I believe that such superficial comparisons are presumptuous.
Consider the Area Majority mechanic, which is exemplified by such great games as El Grande, Maharaja, Liberté, San Marco, Aton, Carolus Magnus, Mexica, Mission: Red Planet, and Carcassonne. I own and happily play all of these. None feels remotely like another even though some share other mechanics.
Another way to look at this is to choose any mechanic and find games you like and dislike that use it. If the mechanic alone made the game, this would not be the case at all. With Set Collection for example, I like Taj Mahal, Ra, and Tower of Babel, but dislike Ticket to Ride and Fairy Tale.

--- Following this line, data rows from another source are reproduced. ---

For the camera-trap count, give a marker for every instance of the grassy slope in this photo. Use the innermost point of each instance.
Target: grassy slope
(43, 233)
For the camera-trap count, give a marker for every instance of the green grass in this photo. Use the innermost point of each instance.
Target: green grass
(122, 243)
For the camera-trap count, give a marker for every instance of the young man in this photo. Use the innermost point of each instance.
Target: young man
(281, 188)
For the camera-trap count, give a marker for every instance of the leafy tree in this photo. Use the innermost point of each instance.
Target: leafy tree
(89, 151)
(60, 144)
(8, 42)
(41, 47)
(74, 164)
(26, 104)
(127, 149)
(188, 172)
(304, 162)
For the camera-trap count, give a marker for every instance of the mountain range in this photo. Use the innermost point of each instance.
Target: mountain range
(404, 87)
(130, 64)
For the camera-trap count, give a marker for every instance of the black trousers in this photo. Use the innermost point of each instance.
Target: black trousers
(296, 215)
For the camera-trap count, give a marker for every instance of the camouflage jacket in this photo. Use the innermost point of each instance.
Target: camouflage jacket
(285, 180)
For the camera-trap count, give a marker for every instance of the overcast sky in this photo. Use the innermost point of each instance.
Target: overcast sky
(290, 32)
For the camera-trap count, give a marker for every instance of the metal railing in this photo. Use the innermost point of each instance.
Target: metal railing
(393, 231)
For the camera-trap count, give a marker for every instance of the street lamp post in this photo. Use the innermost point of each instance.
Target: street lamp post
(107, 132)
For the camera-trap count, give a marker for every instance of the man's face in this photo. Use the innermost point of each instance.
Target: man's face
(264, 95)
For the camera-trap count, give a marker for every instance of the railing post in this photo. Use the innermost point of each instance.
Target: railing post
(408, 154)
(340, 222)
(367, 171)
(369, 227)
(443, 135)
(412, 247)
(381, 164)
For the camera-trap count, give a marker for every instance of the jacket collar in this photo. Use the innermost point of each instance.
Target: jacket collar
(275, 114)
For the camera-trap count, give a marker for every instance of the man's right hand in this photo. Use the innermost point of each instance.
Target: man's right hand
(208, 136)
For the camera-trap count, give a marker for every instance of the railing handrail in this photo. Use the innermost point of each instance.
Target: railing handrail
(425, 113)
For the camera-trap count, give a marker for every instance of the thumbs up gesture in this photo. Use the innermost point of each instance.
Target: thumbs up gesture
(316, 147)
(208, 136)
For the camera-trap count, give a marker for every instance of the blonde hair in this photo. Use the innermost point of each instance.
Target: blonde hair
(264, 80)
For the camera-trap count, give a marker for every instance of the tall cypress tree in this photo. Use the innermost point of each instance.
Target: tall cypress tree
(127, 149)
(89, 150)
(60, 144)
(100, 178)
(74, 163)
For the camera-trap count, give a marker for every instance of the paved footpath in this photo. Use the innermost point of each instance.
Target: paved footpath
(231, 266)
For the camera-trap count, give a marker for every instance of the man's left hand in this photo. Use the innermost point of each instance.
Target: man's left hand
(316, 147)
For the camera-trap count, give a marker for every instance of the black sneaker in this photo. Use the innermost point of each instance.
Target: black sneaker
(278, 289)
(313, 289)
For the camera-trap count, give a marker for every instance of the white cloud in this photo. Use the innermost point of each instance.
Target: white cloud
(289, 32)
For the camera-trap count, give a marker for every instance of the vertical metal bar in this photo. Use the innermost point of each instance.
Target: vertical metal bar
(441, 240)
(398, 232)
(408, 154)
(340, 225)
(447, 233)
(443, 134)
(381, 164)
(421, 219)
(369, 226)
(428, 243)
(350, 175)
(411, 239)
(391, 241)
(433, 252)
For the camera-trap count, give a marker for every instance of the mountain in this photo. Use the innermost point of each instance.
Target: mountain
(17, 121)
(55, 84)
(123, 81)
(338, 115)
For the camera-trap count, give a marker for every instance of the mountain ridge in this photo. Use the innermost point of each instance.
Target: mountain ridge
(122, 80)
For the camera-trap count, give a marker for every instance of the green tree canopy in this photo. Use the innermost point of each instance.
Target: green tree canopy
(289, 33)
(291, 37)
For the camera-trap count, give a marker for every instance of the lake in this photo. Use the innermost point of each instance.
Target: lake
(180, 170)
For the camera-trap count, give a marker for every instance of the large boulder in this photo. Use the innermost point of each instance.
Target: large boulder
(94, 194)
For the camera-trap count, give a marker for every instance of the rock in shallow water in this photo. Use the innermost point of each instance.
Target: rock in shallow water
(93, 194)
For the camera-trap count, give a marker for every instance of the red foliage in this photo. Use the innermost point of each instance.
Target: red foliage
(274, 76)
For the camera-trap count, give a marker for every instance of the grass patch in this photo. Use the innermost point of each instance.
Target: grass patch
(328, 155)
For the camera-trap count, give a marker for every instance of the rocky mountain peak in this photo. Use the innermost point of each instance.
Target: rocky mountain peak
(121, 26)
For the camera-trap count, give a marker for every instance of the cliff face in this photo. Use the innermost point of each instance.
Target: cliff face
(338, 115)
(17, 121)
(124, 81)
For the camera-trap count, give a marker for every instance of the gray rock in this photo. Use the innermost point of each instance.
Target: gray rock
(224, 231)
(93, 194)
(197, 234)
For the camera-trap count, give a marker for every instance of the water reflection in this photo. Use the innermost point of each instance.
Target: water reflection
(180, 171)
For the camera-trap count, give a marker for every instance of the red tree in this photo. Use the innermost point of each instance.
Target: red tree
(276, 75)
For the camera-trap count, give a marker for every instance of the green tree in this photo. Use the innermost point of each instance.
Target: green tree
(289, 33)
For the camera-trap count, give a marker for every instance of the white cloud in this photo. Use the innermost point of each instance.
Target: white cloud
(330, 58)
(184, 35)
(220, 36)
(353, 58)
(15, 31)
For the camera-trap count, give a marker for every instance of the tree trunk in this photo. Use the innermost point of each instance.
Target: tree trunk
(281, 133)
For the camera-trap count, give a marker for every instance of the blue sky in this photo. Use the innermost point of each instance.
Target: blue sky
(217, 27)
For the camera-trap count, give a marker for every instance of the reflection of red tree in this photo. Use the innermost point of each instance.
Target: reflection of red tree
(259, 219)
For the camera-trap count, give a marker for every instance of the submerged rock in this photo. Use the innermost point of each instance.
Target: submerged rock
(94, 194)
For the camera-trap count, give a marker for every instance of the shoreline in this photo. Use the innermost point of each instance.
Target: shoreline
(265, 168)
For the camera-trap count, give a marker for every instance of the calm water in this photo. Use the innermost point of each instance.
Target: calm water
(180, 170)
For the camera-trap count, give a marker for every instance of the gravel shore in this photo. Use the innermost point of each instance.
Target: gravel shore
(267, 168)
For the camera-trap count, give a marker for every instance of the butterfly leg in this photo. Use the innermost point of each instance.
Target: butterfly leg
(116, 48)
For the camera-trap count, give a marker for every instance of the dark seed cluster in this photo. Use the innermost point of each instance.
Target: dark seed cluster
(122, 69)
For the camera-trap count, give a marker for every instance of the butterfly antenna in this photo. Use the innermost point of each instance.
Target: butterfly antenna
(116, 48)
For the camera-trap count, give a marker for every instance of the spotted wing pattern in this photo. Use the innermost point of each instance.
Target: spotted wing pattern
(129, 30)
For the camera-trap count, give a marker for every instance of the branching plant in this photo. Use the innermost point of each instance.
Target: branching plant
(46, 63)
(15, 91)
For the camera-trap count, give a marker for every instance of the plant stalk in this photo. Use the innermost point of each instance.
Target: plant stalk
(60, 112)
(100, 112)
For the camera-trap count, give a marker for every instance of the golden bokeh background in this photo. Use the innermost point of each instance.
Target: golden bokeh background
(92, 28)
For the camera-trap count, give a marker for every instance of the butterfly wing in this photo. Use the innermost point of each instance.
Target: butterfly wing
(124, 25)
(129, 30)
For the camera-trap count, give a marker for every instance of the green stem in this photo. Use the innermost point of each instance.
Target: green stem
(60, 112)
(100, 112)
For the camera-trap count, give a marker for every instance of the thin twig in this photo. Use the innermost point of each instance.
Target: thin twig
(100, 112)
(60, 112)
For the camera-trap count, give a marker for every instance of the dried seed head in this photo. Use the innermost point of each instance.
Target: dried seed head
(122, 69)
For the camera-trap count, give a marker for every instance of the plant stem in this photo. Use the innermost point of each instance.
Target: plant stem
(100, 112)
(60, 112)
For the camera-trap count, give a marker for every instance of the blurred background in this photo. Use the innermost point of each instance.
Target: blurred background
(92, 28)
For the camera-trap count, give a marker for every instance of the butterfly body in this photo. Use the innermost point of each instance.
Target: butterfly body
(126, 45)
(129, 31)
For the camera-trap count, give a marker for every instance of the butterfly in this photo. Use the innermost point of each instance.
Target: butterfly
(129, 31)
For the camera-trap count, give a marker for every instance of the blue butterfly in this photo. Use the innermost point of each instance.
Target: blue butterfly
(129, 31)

Games are more than a list of mechanics. Mechanics must be stitched together in various ways, drive each other, feedback into each other, and complement each other. This stitching provides the sequencing and flow of a game, directly affects the kinds of decisions players make, and can provide tension and conflict.

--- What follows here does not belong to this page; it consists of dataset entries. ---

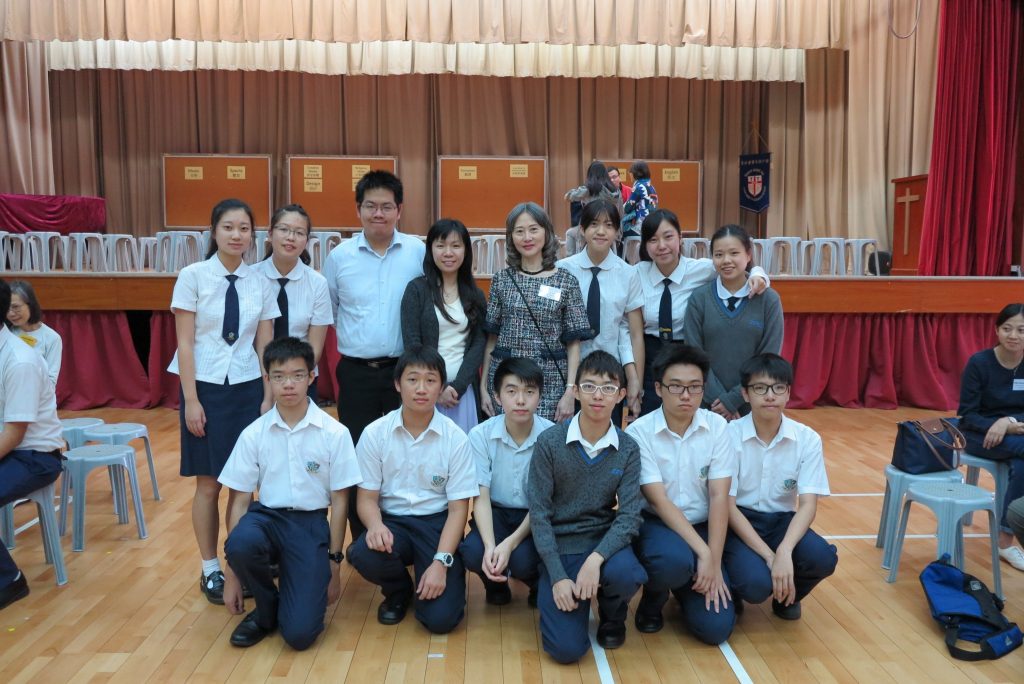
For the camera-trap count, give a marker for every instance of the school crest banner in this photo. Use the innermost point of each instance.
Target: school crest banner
(754, 176)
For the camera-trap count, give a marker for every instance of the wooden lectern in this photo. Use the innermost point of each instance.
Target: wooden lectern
(908, 216)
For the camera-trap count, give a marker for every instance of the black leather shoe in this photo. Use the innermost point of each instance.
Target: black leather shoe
(498, 593)
(611, 634)
(15, 591)
(531, 598)
(248, 633)
(392, 610)
(785, 611)
(212, 587)
(648, 623)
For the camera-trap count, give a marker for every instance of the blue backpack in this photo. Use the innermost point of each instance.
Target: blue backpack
(967, 610)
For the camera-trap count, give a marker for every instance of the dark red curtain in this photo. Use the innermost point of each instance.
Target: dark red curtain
(99, 367)
(881, 360)
(968, 224)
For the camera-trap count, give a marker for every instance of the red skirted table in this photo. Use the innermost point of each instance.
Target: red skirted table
(58, 213)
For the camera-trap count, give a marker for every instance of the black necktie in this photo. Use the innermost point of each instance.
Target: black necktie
(594, 301)
(230, 330)
(281, 323)
(665, 312)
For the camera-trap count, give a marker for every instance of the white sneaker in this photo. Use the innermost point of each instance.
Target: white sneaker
(1013, 555)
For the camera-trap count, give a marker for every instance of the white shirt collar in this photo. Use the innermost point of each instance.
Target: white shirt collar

The simplest rule can completely change the texture of a game. Imagine Quarto! without the rule that you choose the piece your opponent plays. Imagine Medina without the rule that you can't start a new palace of a given color if the current one is incomplete. Imagine Rheinlander without reinforcements.
When I hear about new games featuring mechanics that exist in games I love, I don't dismiss them, I pay attention. Did the designer find some new way to hook things together? If so, don't be so quick to pronounce the game a rehash.